The poll found 66 percent of the public opposes the war, compared with just 27 percent support. Among the opponents of the war, 40 percent said they are "strongly opposed."
Support for the war stood at 37 percent in May 2011, and at 46 percent in March 2010.
The shift in public opinion comes after a series of incidents that have raised questions about the U.S. presence there. Those include a video of Marines urinating on dead Taliban, the burning of Qurans at an air base, a rogue U.S. soldier killing Afghan civilians and photos of soldiers posing with dead body parts.
President Obama has resisted calls to speed up his planned withdrawal pace, and signed an agreement with Afghan President Hamid Karzai to keep a small U.S. presence there through 2024, 10 years after security control is handed to the Afghans in 2014.
Despite the opposition to the war, the poll found that 53 percent of respondents support Obama’s handling of Afghanistan, while 42 oppose it.

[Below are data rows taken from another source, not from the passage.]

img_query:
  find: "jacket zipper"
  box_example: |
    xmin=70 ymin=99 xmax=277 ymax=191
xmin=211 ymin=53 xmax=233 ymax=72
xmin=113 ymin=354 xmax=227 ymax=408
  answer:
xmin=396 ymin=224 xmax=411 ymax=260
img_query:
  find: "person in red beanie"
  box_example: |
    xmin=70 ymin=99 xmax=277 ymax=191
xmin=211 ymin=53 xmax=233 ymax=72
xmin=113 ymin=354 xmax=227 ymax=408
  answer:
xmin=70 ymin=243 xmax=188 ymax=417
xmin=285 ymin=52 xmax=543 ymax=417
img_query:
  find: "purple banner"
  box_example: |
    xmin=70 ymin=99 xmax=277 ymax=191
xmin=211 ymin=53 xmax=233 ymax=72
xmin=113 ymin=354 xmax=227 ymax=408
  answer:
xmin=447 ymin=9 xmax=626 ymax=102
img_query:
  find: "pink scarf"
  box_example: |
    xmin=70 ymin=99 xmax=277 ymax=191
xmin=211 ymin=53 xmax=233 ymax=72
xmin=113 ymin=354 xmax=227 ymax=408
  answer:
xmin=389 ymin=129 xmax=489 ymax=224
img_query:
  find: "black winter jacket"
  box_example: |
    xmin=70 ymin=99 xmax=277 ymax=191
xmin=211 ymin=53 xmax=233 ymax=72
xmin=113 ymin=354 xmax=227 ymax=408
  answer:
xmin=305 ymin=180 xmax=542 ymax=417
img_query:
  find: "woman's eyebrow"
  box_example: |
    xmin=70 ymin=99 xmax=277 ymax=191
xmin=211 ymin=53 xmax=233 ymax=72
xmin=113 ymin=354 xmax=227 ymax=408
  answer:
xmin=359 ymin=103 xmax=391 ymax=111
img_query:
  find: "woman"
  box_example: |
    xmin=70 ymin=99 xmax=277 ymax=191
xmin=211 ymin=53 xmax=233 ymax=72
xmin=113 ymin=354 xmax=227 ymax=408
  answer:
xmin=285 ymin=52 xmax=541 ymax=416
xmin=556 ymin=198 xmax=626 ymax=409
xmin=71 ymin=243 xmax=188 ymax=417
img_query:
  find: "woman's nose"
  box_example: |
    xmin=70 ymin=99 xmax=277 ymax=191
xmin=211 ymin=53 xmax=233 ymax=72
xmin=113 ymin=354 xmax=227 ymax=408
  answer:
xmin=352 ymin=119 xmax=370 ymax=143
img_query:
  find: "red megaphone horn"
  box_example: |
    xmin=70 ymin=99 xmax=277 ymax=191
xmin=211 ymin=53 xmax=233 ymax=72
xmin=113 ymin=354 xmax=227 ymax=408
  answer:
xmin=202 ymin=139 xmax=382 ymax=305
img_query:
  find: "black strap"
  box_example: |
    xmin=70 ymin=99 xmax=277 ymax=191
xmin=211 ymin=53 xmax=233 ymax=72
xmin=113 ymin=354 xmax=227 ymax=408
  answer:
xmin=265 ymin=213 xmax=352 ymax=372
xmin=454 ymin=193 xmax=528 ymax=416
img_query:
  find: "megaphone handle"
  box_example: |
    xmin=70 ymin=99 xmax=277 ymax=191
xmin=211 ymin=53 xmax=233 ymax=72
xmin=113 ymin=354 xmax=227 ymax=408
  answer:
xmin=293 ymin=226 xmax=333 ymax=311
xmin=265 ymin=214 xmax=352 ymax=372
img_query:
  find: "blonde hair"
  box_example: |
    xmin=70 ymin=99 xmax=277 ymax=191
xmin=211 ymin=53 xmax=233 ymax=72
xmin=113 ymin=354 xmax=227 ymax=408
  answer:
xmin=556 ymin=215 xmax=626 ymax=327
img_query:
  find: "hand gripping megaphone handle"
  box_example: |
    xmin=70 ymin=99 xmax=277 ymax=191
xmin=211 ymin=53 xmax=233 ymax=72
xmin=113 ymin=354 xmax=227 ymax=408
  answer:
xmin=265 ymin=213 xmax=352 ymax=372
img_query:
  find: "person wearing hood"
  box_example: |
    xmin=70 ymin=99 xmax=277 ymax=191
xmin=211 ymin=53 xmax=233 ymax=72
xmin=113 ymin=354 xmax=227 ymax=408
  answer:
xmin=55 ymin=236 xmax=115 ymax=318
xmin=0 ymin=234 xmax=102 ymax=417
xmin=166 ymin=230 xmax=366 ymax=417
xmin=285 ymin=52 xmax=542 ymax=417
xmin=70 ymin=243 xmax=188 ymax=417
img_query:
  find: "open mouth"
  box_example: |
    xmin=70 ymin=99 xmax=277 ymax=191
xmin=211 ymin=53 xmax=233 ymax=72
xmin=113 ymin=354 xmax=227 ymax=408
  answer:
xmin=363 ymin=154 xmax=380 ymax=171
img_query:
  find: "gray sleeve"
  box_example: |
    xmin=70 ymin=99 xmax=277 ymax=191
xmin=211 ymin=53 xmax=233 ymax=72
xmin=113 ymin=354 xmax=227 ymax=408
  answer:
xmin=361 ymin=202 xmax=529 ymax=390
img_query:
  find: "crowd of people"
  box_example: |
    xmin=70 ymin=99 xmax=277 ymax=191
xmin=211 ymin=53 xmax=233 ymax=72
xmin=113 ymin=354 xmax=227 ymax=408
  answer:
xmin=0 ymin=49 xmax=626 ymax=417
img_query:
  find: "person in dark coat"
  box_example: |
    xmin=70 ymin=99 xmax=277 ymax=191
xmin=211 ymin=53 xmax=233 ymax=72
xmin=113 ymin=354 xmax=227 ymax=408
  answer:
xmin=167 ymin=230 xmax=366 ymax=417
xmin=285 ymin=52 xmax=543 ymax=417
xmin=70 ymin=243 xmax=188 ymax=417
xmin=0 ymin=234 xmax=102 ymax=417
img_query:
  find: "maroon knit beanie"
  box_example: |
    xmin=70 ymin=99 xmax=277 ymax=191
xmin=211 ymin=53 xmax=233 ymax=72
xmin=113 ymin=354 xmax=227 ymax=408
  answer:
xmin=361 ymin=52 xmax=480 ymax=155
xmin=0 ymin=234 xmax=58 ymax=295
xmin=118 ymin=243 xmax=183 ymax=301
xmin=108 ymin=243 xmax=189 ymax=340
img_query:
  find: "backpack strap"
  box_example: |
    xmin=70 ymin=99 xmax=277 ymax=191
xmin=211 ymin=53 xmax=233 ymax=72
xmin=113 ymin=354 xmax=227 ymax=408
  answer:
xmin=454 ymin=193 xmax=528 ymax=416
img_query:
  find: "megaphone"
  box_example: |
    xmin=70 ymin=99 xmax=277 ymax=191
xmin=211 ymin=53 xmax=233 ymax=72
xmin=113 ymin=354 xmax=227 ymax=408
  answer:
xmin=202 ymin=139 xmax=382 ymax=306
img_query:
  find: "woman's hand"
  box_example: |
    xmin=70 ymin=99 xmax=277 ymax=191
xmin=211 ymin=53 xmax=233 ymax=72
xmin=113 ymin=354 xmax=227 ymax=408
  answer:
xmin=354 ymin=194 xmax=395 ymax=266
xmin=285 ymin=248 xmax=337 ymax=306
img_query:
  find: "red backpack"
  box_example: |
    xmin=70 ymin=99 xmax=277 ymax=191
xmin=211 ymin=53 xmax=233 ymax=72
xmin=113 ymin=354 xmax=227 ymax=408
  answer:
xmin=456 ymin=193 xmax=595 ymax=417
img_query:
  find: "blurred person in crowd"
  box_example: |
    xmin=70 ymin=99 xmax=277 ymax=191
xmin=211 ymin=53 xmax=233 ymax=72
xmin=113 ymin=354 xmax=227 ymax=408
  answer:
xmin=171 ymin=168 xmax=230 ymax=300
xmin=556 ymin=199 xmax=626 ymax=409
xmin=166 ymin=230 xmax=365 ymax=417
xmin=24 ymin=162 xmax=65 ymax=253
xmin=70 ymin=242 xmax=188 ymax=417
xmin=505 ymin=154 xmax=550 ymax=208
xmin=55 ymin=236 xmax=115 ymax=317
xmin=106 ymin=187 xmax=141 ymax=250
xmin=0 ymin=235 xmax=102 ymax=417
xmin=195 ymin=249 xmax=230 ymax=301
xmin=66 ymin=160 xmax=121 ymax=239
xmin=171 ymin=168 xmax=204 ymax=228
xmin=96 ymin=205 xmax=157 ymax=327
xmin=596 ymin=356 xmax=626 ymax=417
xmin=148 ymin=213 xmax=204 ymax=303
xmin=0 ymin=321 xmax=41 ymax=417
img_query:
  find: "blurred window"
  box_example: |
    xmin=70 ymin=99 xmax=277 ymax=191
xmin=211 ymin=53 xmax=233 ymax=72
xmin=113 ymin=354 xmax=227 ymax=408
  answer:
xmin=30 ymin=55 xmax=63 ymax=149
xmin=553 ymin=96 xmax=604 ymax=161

The president received low marks on Afghanistan in a poll released by The Hill on Monday. In the survey of 1,000 likely voters, 40 percent rated the president's handling of the war as “excellent” or “good,” versus 29 percent who said it was “fair” and 30 percent who rated it as “poor.”
A year after Osama bin Laden’s death, the AP-GfK poll asked respondents whether his death increased or decreased the threat of terrorism, finding 27 percent thought it had increased the threat and 31 decreased. But that was down from the 50 percent who thought it had increased the threat in May 2011, just days after his death.